The local musician, painter and all-around creative has spent time writing songs in California, Sri Lanka and on a Via Rail train making its way across this country.

"Everything is all happening," she says, over the phone on her way to Savary Island for a few days of rest. "I have so many projects on the go. I've been back and forth from Whistler. Every time I'm there, I play a couple gigs and I'm going again."

Her travel itinerary might sound a little unbelievable, but it's the result of being open to all the possibilities that cross her path, she says. The trip to Sri Lanka, for example, arose because she met a musician in California who became a collaborator and had a house on the island nation.

"I just follow my heart and I keep meeting amazing people and things fall into place," she says. "Even with the new album—it doesn't have a name yet, but it's coming up soon."

The forthcoming record is set for a late summer/early fall release. It's the product of a collaboration with a musician friend from her home city of Montreal (and it was recorded there), but it will be entirely in English. It's inspired in part by her year of travel, she says. "I have a song called 'Shape of Mountains,'—not only living in the mountains in Whistler, but I was flying over the mountains in California. It was so dry and I could see people down on the earth. They were like shapes of mountains, but they were actually people. I turned this song into the eagle's eye view," she says.

On top of that, Aude Ray had a chance to explore Canada by rail when she was accepted for Via Rail's Artists on Board Program.

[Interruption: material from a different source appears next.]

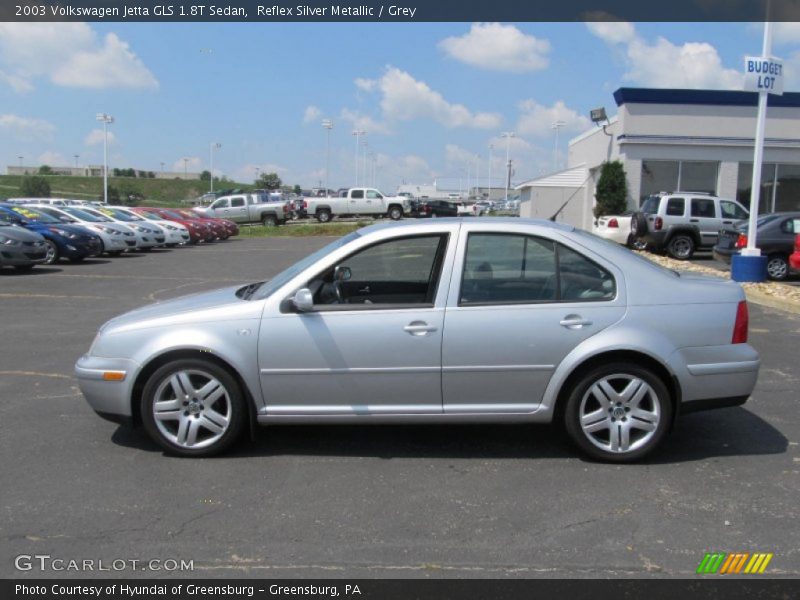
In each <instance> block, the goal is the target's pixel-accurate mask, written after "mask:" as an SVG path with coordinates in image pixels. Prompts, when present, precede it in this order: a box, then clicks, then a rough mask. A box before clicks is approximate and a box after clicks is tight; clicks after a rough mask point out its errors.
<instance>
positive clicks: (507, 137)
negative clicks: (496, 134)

Essentially, musicians who are part of the program are given free or discounted travel fare to perform while they're on the train. "I absolutely love it," she says. "There's always this constant movement and sound. I have my little room on board. I get to really focus on music for five days. That's what I'd be doing anyway if I was on a train; I'd be doing music and sharing it with Canadians and tourists."

Next up, Aude Ray is sharing her enthusiasm for music and art at her annual summer camp at The Point Artist-Run Centre called Youth Expressive Arts Camp.

Now heading into its seventh year, the one-week camp—running from Aug. 6 to 10—will allow kids to delve into music, improv, set design, jewelry making, dance and the outdoors.

It will culminate in a performance as part of the Flag Stop Theatre & Arts Festival on Friday, Aug. 10. (For more on that festival see page 72.)

"We learn about sharing ideas and how to work with a group," she says. "I'm there to be a guide to fish out the ideas. There's always new faces and some of the children come every year. Some have grown ... (into) teenagers. It's awesome to see them blooming. They keep this art or tools and it's really beautiful to see."